C'est alors qu'il tomba sur un journal datant de sa troisième année. La couverture était un peu abîmée, le papier plus épais, comme s'il avait été manipulé plus souvent. Il l'ouvrit, et le monde autour de lui s'estompa. Les mots défilaient, et soudain, il s'arrêta. Une entrée, datant d'une journée pluvieuse particulièrement intense, décrivait une rencontre impromptue avec une vieille amie, une certaine Éloïse, dans une librairie qu'ils n'avaient pas visitée depuis des années. L'entrée mentionnait leur rire partagé, la sensation de retrouver une complicité perdue.

Éloïse. Le nom résonnait étrangement. Il se souvenait d'elle, d'une amitié profonde qui s'était étiolée avec le temps, faute de contact, faute d'entretien. Elle avait toujours eu un rire particulier, un rire qui pouvait éclairer les jours les plus sombres. Et elle était connue pour son affection envers les petits animaux, pour son amour des siestes, pour son surnom tendre qu'elle donnait parfois à ses proches : "mon petit frère de la dodo".

Un éclair de compréhension, fulgurant et terrifiant, traversa son esprit. Éloïse. La librairie. La pluie. Le rire. Le surnom. Tout s'emboîtait, telle une serrure retrouvant sa clé. Mais pourquoi Éloïse lui écrirait-elle maintenant, après toutes ces années de silence ? Et pourquoi sous le sceau du mystère ?

Il referma le journal, le cœur battant la chamade. Il avait un nom, une identité potentielle. Mais le mystère n'était pas résolu pour autant. Au contraire, il s'épaississait. Les lettres n'étaient pas envoyées par un inconnu, mais par quelqu'un qu'il avait connu, quelqu'un qui avait fait partie de sa vie. Pourquoi cette démarche indirecte ? Pourquoi cette mise en scène ?

Il regarda la deuxième lettre, désormais posée à côté de la première. Les mots "mon coucou" prirent un nouveau sens. Ce n'était pas seulement un surnom affectueux, mais une invitation à se réveiller, à sortir de sa torpeur, à se souvenir.

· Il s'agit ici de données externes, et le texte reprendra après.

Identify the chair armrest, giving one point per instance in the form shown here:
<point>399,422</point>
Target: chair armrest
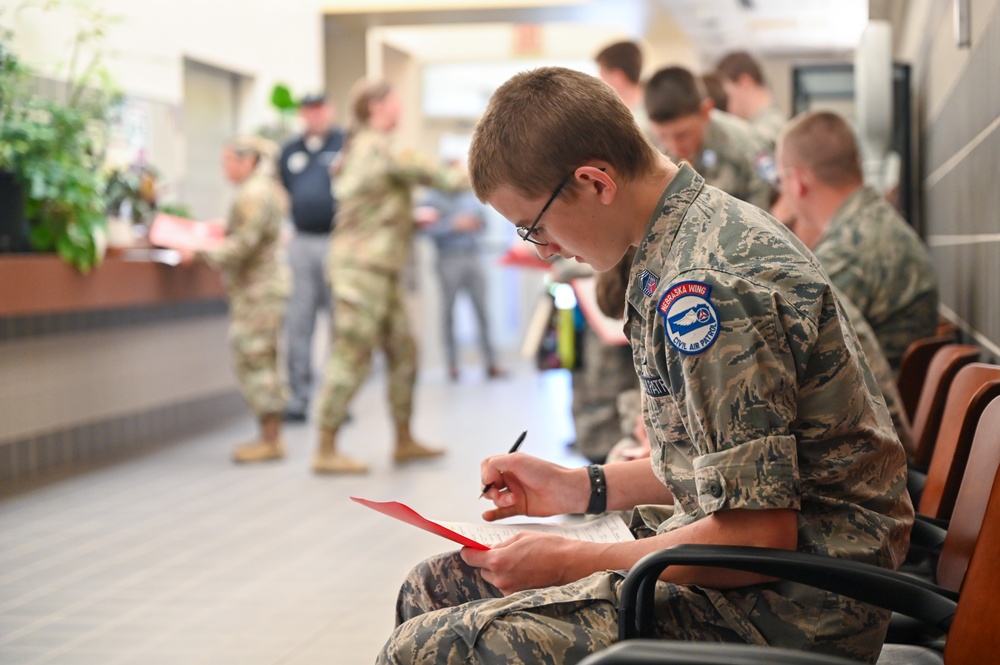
<point>928,534</point>
<point>664,652</point>
<point>870,584</point>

Il se leva, une détermination nouvelle dans le regard. Il allait devoir contacter Éloïse. Mais pas par courrier. Il fallait un face-à-face, une confrontation où les souvenirs pourraient être échangés, où les silences pourraient être brisés, où la vérité, quelle qu'elle soit, pourrait enfin éclater au grand jour. La nuit tombait dehors, mais pour le narrateur, une nouvelle aube semblait se lever, porteuse de révélations et, peut-être, d'une forme de guérison. La quête de son amour, de son ange, de son prince, de son coucou, de son petit frère de la dodo, prenait un tournant décisif. Le passé n'était pas mort, il était juste endormi, attendant le bon moment pour se réveiller. Et il semblait que ce moment était arrivé. L'écho du passé résonnait désormais avec une clarté assourdissante, appelant à une réponse, à une confrontation, à une vérité qui avait trop longtemps attendu.